# ENISA Cloud Computing: Benefits, risks and recommendations for information security

# Acronyms, Abbreviations, and Initialisms

Short Form Full Form
DDoS Distributed Denial-of-Service
EDoS Economic Denial-of-Service
ENISA European Union Agency for Network and Information Security

# Overview

Cloud Computing: Benefits, risks, and recommendations for information security is a paper published by the European Union Agency for Network and Information Security (ENISA) that identifies and categorizes 35 security risks related to cloud computing. From these risks, it further identifies the top eight security risks based on likelihood and impact.
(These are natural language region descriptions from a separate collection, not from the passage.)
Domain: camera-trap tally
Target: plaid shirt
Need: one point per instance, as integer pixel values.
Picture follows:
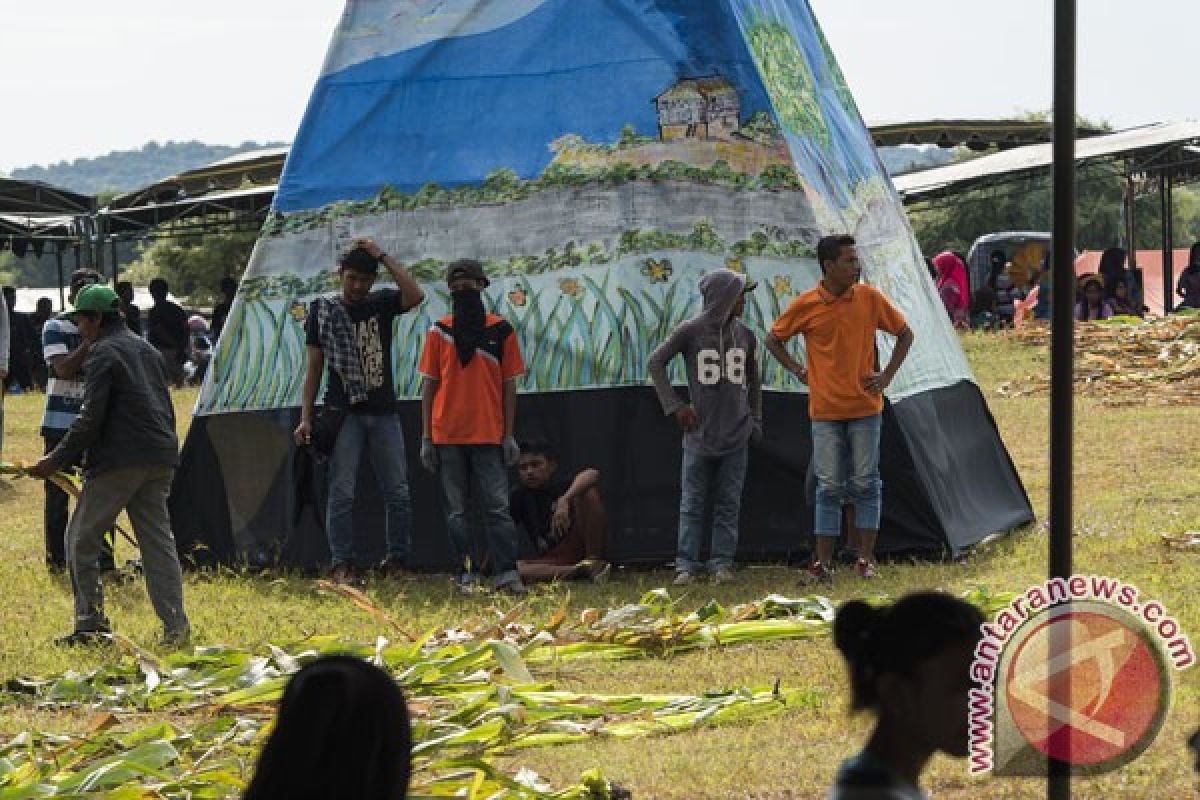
(336, 332)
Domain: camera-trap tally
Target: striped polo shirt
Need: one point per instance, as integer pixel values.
(63, 397)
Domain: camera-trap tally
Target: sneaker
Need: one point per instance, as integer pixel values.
(345, 575)
(816, 573)
(175, 639)
(684, 578)
(84, 639)
(600, 571)
(395, 570)
(724, 575)
(467, 583)
(865, 570)
(514, 587)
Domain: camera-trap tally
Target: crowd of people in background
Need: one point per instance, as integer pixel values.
(1013, 294)
(185, 340)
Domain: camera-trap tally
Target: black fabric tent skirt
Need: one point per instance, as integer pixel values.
(245, 495)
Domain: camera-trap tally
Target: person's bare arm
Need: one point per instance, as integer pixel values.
(411, 292)
(880, 380)
(429, 391)
(779, 350)
(309, 400)
(585, 480)
(69, 366)
(510, 407)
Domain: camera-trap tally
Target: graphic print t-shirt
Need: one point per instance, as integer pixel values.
(372, 322)
(63, 397)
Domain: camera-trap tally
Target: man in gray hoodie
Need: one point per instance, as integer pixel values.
(725, 415)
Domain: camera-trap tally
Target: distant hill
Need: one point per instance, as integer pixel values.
(127, 169)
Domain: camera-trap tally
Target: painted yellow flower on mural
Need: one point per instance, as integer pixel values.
(570, 287)
(658, 271)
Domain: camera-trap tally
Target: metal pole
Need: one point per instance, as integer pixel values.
(1062, 341)
(58, 258)
(99, 233)
(1169, 254)
(1131, 220)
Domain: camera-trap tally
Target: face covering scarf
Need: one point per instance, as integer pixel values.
(469, 320)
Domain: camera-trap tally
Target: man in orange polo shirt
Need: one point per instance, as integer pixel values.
(471, 364)
(838, 320)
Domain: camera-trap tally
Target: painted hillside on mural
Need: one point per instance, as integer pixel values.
(595, 191)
This paper allows an informed assessment of the security risks and benefits of using cloud computing - providing security guidance for potential and existing users of cloud computing.

# Risks

  • R.1 Lock-in
  • R.2 Loss of governance
  • R.3 Compliance challenges
  • R.4 Loss of business reputation due to co-tenant activities
  • R.5 Cloud service termination or failure
  • R.6 Cloud provider acquisition
  • R.7 Supply chain failure
  • R.8 Resource exhaustion (under or over provisioning)
  • R.9 Isolation failure
  • R.10 Cloud provider malicious insider - abuse of high privilege roles
  • R.11 Management interface compromise (manipulation, availability of infrastructure)
  • R.12 Intercepting data in transit
  • R.13 Data leakage on up/download, intra-cloud
  • R.14 Insecure or ineffective deletion of data
  • R.15 Distributed denial-of-service (DDoS)
  • R.16 Economic denial-of-service (EDoS)
  • R.17 Loss of encryption keys
  • R.18 Undertaking malicious probes of scans
  • R.19 Compromise service engine
  • R.20 Conflicts between customer hardening procedures and cloud environment
  • R.21 Subpoena and e-discovery
  • R.22 Risk from changes of jurisdiction
  • R.23 Data protection risks
  • R.24 Licensing risk
  • R.25 Network breaks
  • R.26 Network management (i.e., network congestion/misconnection/non-optimal use)
  • R.27 Modifying network traffic
  • R.28 Privilege escalation
  • R.29 Social engineering attacks (i.e., impersonation)
  • R.30 Loss of compromise of operational logs
  • R.31 Loss or compromise of security logs (manipulation of forensice investigation)
  • R.32 Backups lost, stolen
  • R.33 Unauthorized access to premises (including physical access to machines and other facilities)
  • R.34 Theft of computer equipment
  • R.35 Natural disasters

# Noteworthy

  • The Cloud Computing framework contains 35 types of risks.
  • The Cloud Computing framework identifies the top eight security risks based on likelihood and impact.